Tuesday, October 27, 2020

feelings times 7

Hmmm, so I have been wondering about something.  I believe that I have even discussed this with my advocate.  

I have 6 alters, 7 if you count Sparrow as an alter...each girl have their own likes, desires, wants and needs...

I have always been a really passionate person.  If I love, I love with all I have, if I don't like or hate, I hate with a passion.  There is no grey area with me, it is either black or white.

So here is my question:  Do I feel "more intently" because there are other personalities inside my head?  I mean, I hate onions, but I hate them so much maybe one of my others hates onions too, so there is double the hate....

I love sex,  I can go all night, have multiple orgasm and become so intense in the coupling....I am wondering if my desire for sex is heightened by the fact that 3 of my other alters loves sex too.  Four times the desire....

 If I am sad, I can be so sad that I become suicidal or distraught...If my other girls are sad, that affects me and makes me sadder...sometimes I am so sad and I don't even know why.

Having alters have "heightened" my senses and emotions...I am hyper sensitive because there are 7 personalities living inside me..I feel their pain, happiness, sadness, desires etc...I don't see them or talk to them, but I can feel them.

I feel when Ally wants to front...I feel a giggle deep in my chest...that is indication of Ally.  Every once in awhile I can see myself playing with dolls, I can see ally, but it is as if I am looking through a very long skinny tube and all sound is a mumbling. I cannot make out what she is saying...

I feel Sophee when I am very frustrated or angry with myself, I feel my fist clenching and anger/rage deep in my chest...I feel irritated and unsettled...I don't see her or talk to her or hear her...

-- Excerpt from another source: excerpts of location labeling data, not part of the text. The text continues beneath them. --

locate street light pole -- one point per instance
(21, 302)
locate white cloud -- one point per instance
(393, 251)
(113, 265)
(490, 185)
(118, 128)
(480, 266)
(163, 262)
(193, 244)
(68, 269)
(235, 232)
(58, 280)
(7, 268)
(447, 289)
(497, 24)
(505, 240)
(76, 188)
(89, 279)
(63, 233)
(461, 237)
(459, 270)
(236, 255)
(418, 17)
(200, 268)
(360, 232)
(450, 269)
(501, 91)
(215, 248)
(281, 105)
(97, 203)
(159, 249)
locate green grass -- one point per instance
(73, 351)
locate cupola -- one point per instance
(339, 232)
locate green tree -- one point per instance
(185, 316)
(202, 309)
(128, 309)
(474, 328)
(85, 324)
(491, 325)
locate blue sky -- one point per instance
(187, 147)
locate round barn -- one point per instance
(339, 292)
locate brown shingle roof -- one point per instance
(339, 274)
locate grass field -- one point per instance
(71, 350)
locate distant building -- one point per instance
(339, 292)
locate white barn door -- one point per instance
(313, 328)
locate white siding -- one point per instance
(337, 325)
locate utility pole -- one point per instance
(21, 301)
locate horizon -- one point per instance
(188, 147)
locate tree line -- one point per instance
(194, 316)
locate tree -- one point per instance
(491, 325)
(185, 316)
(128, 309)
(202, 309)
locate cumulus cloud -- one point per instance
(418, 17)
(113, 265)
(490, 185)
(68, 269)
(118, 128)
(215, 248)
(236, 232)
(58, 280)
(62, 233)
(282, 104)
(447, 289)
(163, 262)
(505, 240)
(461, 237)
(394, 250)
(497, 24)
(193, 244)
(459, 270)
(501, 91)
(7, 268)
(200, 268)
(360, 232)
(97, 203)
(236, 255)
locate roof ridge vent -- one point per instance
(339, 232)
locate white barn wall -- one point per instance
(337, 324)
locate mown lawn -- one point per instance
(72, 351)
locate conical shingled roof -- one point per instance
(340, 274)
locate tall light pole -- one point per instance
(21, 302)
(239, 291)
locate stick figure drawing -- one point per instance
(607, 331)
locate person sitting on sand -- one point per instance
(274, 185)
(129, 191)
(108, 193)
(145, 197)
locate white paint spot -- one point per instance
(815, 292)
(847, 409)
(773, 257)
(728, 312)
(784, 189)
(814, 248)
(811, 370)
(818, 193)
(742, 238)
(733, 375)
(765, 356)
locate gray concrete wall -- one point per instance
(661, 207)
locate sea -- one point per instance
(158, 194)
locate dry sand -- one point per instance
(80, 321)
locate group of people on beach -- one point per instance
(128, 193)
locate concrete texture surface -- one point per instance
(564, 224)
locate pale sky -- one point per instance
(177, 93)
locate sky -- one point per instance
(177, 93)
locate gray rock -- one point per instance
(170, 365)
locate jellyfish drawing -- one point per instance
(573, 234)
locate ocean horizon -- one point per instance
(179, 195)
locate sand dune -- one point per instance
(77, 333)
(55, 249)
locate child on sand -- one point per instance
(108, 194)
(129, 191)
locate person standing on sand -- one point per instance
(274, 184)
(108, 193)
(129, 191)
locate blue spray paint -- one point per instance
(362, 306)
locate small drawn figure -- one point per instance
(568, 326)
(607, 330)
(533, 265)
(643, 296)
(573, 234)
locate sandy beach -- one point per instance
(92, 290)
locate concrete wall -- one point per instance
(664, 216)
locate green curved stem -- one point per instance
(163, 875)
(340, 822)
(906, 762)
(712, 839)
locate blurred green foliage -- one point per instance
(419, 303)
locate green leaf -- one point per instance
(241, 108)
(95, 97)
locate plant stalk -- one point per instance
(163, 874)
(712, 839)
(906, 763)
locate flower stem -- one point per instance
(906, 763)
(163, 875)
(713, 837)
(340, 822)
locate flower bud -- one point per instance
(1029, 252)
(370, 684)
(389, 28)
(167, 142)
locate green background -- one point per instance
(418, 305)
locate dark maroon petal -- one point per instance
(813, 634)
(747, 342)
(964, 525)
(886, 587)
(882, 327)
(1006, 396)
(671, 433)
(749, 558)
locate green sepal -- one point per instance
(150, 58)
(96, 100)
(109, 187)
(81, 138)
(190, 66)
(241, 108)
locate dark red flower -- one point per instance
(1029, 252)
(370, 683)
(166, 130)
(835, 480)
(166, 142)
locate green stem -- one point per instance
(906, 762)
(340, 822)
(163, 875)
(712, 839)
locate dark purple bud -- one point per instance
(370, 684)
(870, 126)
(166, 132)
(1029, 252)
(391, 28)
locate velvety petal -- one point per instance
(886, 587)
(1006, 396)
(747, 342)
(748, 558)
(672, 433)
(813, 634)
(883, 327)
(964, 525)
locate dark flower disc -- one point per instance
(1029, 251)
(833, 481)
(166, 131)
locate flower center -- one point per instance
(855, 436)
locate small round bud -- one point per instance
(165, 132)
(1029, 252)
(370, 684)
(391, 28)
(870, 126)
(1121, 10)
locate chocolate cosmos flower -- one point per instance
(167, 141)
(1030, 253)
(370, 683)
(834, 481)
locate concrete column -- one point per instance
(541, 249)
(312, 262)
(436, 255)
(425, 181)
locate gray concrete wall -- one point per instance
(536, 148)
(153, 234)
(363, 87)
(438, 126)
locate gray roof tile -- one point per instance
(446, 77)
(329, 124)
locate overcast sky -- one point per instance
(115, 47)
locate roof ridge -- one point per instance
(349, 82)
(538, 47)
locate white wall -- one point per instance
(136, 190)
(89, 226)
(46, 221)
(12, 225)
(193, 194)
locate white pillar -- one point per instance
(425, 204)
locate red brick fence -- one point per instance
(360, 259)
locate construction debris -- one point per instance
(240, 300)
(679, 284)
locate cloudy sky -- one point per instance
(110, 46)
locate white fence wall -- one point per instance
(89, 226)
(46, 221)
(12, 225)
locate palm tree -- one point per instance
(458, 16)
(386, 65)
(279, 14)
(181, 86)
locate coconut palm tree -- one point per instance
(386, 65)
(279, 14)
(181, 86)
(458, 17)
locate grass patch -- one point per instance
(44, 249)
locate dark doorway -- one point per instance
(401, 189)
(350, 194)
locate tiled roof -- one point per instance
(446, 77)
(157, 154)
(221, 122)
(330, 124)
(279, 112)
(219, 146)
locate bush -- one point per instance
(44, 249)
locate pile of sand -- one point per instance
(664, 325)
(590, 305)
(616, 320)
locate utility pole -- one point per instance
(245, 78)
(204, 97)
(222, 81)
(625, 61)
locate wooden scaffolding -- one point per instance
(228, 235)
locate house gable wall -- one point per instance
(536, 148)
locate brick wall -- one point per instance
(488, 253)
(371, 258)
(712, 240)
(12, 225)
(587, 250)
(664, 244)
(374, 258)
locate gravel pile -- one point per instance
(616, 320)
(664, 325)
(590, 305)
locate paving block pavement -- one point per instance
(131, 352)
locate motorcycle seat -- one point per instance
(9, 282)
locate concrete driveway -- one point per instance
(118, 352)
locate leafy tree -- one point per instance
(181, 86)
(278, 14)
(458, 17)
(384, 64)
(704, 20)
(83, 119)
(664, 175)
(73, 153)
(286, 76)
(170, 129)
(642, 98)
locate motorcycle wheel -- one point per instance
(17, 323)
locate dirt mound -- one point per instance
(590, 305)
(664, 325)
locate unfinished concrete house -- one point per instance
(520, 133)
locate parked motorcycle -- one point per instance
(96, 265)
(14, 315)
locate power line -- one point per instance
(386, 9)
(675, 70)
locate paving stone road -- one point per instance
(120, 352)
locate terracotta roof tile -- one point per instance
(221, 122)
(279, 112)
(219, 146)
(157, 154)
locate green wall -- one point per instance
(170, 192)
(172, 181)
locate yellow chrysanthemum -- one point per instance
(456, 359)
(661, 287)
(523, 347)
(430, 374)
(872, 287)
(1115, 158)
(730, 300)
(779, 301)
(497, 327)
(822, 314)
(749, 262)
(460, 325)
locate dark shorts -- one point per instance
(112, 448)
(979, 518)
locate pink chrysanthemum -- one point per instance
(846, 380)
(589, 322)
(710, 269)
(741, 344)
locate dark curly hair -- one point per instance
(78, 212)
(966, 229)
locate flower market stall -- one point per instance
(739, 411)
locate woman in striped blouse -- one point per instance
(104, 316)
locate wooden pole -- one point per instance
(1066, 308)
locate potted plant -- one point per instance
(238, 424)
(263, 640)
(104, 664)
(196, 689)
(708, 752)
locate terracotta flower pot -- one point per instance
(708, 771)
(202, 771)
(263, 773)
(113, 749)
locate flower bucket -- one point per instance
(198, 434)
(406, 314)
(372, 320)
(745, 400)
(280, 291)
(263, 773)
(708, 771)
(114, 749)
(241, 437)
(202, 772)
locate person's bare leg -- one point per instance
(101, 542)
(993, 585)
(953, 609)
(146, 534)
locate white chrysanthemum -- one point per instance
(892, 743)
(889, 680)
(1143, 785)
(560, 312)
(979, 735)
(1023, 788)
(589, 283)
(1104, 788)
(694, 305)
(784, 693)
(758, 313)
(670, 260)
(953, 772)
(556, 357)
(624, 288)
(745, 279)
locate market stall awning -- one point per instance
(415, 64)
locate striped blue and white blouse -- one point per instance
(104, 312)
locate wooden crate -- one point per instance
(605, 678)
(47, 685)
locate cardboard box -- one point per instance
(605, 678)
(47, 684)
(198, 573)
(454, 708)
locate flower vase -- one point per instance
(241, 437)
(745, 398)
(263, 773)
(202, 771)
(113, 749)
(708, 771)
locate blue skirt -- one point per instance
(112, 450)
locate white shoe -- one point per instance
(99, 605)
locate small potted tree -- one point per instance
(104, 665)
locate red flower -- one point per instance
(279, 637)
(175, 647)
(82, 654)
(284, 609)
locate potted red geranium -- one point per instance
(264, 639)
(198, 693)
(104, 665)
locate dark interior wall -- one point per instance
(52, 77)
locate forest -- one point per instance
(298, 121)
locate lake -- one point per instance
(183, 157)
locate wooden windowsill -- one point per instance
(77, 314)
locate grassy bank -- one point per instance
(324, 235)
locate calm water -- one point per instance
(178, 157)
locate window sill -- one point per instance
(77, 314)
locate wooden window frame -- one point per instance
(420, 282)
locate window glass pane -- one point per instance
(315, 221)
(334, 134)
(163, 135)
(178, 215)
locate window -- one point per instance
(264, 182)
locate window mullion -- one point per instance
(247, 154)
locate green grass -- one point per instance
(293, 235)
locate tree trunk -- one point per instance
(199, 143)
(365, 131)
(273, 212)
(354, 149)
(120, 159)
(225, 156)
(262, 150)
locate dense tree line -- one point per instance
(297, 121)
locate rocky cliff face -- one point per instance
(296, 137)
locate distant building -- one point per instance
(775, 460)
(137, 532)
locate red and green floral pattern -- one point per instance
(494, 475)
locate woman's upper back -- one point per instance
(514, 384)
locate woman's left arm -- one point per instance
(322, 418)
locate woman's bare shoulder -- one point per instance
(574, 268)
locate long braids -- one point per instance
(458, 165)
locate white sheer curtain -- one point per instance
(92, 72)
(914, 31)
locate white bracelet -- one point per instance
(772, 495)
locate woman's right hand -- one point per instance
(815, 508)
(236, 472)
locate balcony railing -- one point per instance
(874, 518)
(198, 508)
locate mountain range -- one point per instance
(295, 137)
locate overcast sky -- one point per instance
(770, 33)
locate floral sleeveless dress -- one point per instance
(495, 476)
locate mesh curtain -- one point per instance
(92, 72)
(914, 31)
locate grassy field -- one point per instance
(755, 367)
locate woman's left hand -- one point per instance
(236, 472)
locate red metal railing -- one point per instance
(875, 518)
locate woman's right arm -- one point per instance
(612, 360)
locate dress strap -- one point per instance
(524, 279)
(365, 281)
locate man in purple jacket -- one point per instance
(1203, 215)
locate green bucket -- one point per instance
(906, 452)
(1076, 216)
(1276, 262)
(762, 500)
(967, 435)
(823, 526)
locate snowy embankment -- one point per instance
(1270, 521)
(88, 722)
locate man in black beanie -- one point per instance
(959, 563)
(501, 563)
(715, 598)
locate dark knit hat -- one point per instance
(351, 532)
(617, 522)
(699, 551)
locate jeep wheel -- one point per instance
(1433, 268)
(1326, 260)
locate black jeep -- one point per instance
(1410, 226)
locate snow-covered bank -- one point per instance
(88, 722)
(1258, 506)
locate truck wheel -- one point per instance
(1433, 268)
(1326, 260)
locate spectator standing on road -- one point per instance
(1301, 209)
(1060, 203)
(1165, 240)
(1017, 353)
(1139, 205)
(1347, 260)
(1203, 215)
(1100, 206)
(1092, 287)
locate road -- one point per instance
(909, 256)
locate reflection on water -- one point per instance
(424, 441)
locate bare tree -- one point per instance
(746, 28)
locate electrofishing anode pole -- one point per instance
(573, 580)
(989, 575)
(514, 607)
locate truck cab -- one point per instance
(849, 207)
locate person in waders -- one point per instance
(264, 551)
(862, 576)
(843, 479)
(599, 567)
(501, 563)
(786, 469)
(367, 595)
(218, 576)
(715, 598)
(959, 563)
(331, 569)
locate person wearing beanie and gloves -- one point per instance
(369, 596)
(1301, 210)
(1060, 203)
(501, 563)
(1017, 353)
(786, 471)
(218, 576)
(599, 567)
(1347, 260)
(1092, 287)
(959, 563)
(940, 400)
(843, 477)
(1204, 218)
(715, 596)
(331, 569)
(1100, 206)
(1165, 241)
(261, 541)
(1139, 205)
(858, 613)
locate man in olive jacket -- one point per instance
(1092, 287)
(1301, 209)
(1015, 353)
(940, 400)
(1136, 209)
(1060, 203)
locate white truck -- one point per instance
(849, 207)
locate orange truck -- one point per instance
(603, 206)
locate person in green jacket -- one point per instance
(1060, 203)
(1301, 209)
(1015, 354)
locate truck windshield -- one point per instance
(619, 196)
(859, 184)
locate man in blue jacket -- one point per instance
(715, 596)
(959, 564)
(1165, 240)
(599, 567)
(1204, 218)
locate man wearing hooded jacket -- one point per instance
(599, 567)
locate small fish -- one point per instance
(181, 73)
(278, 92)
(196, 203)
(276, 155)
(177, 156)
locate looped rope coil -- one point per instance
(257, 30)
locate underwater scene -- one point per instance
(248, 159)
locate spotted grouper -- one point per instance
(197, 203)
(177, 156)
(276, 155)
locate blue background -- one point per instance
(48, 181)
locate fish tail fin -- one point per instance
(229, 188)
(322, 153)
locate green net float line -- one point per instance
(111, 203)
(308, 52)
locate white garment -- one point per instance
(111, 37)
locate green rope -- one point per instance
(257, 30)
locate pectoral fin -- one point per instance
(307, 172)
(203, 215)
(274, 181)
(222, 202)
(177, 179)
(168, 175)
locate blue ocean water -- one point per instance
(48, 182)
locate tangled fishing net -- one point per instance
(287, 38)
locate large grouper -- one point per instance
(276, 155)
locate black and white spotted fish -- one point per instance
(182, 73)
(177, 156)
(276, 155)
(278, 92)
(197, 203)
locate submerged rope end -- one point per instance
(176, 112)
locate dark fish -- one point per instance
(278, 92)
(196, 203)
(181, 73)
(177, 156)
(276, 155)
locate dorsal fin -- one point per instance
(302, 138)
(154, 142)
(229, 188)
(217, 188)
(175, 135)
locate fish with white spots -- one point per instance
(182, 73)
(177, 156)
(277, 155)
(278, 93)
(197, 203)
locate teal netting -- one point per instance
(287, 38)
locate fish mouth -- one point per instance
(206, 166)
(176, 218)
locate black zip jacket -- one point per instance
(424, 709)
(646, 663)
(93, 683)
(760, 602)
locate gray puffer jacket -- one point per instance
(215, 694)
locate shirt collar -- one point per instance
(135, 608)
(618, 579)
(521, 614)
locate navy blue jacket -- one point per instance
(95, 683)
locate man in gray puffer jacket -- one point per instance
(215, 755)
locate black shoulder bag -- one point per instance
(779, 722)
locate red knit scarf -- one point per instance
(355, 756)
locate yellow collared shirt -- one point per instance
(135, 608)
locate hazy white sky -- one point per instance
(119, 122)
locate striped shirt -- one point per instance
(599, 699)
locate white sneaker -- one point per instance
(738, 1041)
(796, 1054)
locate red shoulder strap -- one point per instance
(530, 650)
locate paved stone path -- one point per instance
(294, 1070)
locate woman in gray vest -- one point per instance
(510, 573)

I know when Lilly is around, because my head will start pounding and I can see a "silhouette" of her form just over and behind my right shoulder, just out of my line of vision...I can't describe her, but I get of sense of her watching me...I don't talk to her, she does not talk to me.

Can you imagine what it must be like to be scared of someone or something but not know why?  Because one of the others is scared, I will feel fear...and not know why...

I use to think (way back before I was aware I had alters) that I might be bi-polar, simply because my emotions are so "over the top" at times...extremely happy and energetic/sad, depressed, suicidal....now I know that when my "emotions are over the top" it is most likely because one or more alters are feeling what I am feeling too...3x the emotions.....

This knowledge is a relief to me...I am not mentally ill, I am not manic depressive...I have a mental condition...I feel times 7!